Signs of the Times

["The Perversions of Fear," from the American, New York, N. Y.]

There can be no clean understanding where there is fear. We can comprehend nothing when we are afraid of it. We see nothing clearly. All outlines are obscured by a sort of fog. Nobody understands any person or thing he is afraid of. There can be no good work done in fear. The purpose of apprenticeship is not only the acquisition of knowledge, but the abolition of fear, for the difference between a master and an amateur is that the master's hand is sure and the tyro's wavers. ... As John says: "Perfect love casteth out fear." The first effect of love upon the human spirit is one of liberation. ... Courage is the cleanest emotion of the soul. It is identical with virtue.

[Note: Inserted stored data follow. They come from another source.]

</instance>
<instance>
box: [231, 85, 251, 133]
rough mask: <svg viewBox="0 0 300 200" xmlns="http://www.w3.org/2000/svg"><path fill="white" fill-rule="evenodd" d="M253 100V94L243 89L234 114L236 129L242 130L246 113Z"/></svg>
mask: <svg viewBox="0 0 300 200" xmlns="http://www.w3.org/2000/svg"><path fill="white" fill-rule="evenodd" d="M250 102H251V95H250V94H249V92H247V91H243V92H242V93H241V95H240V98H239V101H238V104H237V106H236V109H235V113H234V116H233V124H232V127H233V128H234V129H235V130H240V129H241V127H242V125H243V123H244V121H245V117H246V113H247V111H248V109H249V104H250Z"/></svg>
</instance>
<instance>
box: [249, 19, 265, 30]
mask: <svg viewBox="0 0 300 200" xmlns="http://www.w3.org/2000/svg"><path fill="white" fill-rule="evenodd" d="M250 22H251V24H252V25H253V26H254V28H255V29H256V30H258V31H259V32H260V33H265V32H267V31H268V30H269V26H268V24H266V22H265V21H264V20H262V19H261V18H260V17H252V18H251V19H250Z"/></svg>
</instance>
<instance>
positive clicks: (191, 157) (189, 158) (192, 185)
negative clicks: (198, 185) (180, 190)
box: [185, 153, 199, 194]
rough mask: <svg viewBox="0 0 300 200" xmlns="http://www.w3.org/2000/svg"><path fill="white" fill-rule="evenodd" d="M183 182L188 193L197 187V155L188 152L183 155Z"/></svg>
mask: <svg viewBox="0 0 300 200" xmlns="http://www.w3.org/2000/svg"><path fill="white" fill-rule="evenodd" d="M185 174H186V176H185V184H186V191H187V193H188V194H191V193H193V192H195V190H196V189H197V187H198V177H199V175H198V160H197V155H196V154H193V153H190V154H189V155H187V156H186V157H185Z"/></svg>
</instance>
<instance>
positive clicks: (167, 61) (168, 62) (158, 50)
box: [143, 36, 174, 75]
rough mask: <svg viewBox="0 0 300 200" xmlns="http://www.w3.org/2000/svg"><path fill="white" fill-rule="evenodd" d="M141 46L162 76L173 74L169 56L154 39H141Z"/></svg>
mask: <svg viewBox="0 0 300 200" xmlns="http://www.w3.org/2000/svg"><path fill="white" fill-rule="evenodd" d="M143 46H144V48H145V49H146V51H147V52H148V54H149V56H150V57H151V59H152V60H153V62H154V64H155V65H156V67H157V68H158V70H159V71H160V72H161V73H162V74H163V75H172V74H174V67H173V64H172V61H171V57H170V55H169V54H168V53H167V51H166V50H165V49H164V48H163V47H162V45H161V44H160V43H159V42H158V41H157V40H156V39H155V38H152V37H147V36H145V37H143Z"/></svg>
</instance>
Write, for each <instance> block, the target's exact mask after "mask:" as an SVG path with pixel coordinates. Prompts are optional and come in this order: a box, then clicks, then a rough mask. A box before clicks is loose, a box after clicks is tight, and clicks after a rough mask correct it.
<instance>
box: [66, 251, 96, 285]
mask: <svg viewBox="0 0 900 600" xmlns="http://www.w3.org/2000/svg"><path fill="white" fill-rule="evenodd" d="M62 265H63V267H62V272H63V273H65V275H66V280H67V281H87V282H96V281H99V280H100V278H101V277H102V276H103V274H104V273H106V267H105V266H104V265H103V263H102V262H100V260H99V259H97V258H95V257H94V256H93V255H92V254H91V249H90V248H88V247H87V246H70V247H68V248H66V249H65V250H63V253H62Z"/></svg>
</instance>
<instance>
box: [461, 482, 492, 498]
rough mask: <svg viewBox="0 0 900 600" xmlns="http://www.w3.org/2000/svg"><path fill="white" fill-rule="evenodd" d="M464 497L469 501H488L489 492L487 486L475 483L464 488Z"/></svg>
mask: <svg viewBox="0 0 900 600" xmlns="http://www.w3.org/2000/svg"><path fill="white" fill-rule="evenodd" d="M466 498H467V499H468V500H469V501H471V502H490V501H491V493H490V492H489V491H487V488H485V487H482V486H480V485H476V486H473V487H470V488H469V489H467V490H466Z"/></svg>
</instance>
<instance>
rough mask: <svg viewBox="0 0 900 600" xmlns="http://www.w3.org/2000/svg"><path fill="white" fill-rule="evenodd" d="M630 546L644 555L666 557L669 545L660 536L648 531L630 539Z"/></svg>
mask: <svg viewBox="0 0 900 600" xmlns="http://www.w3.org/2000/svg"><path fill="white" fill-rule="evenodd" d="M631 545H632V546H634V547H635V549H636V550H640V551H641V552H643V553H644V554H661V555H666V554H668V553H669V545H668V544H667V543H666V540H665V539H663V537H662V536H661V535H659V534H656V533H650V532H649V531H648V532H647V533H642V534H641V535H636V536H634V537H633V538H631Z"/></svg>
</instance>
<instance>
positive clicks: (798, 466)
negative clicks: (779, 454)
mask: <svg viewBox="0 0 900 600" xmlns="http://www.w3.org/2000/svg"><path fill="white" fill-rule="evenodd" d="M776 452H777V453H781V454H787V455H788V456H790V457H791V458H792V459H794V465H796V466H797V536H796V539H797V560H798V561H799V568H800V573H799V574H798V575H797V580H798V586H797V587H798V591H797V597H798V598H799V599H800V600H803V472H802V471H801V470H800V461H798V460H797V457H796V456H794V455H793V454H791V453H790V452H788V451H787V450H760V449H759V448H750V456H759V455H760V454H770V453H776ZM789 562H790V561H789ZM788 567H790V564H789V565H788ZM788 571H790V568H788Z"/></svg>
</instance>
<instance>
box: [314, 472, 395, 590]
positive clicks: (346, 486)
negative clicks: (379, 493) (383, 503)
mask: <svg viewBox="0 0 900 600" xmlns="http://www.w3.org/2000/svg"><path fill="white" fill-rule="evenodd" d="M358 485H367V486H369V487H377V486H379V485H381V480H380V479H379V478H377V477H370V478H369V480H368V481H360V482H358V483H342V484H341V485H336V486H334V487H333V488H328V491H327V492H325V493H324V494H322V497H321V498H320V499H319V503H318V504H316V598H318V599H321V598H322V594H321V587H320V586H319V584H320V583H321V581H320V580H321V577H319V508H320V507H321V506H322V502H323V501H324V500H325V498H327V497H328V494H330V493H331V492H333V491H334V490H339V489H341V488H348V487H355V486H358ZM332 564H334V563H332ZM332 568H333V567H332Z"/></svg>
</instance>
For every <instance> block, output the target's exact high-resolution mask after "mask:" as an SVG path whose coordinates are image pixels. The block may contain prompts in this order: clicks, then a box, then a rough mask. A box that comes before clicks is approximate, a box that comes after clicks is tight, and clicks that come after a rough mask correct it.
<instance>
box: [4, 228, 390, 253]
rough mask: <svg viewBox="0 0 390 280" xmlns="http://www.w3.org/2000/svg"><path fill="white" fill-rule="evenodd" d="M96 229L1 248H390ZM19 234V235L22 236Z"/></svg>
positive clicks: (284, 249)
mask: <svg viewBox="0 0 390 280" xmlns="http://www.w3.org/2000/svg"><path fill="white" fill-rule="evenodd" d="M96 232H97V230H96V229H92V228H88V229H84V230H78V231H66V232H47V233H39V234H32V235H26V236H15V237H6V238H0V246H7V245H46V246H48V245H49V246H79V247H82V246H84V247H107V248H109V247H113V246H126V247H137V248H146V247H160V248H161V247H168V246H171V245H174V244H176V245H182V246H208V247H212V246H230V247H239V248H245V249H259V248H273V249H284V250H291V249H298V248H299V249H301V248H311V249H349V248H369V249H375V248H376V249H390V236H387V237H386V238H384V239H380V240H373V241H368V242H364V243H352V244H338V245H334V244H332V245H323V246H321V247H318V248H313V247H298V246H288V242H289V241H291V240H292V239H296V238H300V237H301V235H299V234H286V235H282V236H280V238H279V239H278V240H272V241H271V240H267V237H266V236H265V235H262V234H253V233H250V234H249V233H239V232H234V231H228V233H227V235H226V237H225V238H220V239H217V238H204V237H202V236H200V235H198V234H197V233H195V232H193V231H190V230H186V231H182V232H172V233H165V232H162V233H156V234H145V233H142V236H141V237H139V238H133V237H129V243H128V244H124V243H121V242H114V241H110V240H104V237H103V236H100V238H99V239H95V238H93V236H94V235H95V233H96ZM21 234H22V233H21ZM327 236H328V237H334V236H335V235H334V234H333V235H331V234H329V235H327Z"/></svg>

In fact, the word virtue etymologically goes back to vir, a man, and suggests manliness and fearlessness. It is a strange contortion by which so many have arrived at the conviction that the only way to preserve virtue is by the height and thickness of its prison walls. Fear is the great perverter. Of strength it makes weakness, of love it makes jealousy, of indignation it makes spite, of loyalty it makes treachery, of beauty it makes ugliness, and of religion, that supreme blossoming of the fearless soul in the face of a friendly Deity, it makes such dark spirits as fanaticism, intolerance, superstition, and fumbling cowardice. The first prayer the mother ought to teach her child is, "Make me unafraid." Fearlessness not only is the foundation of morals, it is the basis of character. It is the secret of good manners; it is the indispensable element in charm.